District Judge Jeffrey Sherlock said Friday he would rule based on briefs filed in the proceedings against the political group known for challenging state campaign finance laws and targeting moderate Republicans.
The state attorney general's office is seeking more than $300,000 in fines against ATP after Sherlock ruled in January that the group acted as a political committee that violated state campaign finance laws when it mailed attack ads denouncing candidates in the 2008 election.
ATP has argued it did nothing wrong, but two attorneys who helped make that case have moved to distance themselves from the group.
Manhattan-based attorney Todd Stubbs asked to be removed due to an "unreasonable financial burden" the case imposes. He did not return telephone messages from The Associated Press seeking comment.
ATP's previous lawyer, James Brown of Helena, has said he no longer represents the group. He said in January that the group was no longer active and that operations were "in flux."
If Sherlock rules that ATP should be fined, Brown said on Jan. 22, "The question is, How do you collect?"
Several messages left recently by the AP with individuals previously involved with the organization have not been returned.
State officials have continued to pursue the case.
Assistant attorney general Michael Black has asked Sherlock to reject Stubbs' request calling it "yet another example of ATP's ongoing tactic of delay and refusal to satisfy its obligations under Montana law."
The state won't agree to a new attorney until the group has another in place, Black said.

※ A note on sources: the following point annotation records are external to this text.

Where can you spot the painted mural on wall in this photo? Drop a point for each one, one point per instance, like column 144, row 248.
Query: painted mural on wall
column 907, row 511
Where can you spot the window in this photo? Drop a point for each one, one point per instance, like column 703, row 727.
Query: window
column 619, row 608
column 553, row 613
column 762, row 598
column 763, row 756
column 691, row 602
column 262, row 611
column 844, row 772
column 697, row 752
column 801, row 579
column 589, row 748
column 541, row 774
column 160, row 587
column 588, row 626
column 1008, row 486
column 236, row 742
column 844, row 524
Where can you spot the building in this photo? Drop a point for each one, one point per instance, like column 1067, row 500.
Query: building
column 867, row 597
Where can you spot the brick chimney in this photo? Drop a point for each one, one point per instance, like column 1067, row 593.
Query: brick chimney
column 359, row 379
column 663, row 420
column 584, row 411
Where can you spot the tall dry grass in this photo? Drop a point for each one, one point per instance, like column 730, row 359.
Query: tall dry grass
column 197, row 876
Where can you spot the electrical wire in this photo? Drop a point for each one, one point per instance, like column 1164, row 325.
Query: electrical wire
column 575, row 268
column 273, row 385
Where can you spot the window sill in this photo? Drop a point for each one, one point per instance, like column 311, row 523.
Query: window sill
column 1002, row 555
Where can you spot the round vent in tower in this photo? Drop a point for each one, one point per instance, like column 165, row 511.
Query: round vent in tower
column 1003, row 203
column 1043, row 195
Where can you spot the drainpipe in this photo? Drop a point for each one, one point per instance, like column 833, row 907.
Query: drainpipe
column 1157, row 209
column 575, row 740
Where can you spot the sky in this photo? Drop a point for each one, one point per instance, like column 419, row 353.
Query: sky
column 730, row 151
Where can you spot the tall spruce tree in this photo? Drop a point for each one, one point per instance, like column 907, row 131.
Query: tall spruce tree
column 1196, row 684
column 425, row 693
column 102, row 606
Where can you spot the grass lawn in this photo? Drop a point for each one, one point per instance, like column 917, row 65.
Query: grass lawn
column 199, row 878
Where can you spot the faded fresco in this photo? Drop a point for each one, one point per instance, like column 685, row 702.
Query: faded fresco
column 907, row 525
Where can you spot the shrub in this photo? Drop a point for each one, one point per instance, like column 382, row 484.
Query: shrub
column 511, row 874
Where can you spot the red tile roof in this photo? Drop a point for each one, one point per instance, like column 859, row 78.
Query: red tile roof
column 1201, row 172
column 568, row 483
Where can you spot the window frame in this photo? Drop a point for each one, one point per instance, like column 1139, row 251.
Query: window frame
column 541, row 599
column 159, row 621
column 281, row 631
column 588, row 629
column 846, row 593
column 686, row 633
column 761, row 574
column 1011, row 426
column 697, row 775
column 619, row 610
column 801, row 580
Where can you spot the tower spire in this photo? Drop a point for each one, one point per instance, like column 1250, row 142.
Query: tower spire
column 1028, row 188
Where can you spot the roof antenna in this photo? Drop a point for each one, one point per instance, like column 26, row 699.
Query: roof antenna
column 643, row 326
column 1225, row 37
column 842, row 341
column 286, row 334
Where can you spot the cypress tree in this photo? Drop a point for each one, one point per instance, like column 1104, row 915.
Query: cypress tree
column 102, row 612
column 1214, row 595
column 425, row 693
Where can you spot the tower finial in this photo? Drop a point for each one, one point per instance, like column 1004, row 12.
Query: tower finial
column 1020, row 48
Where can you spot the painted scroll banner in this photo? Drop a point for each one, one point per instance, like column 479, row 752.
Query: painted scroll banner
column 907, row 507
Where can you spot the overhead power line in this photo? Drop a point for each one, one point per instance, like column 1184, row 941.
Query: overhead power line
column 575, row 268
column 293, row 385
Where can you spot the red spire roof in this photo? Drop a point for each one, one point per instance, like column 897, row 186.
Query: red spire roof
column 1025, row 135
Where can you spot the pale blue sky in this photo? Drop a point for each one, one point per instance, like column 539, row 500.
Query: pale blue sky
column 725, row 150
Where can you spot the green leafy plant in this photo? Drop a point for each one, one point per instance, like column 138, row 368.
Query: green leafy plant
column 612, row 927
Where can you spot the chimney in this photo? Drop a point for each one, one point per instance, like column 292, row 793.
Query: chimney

He added that Brown remains counsel of record on the case, according to the court.
In the filing, Black attached an October email exchange in which Stubbs wrote that he didn't know whether ATP had representation and Brown asked the assistant attorney general "to please quite bothering" him about a client he doesn't represent.
Black responded, stating there is no "order allowing you to withdraw, and all I ever expect is for opposing counsel to follow the rules."
The back-and-forth is representative of the ongoing battle between the group and the state.
ATP has successfully challenged state campaign finance laws, including a 2012 decision out of the U.S. Supreme Court that its 2010 Citizens United decision allowing corporate spending nullified Montana's century-old law that limited election spending.
ATP also has won recent legal battles over political advertising, prompting a federal judge to strike down a Montana law requiring attack ads to list associated voting records and another state regulation banning knowingly false statements.
Montana officials argue that ATP's directors improperly used a corporate nonprofit organizational status to avoid disclosing election spending. The state continues to pursue such claims through the political practices office, in addition to the 2008 case before Sherlock.
Political practices Commissioner Jonathan Motl recently released a finding saying ATP contributed "unreported, undisclosed" money to at least one candidate in the 2010 election cycle. Motl's office said the investigation will expand to other candidates in both 2010 and 2012.
The issue has fractured the Montana Republican legislative caucus, with some lawmakers angry over being targeted with nasty mailers in campaign primaries.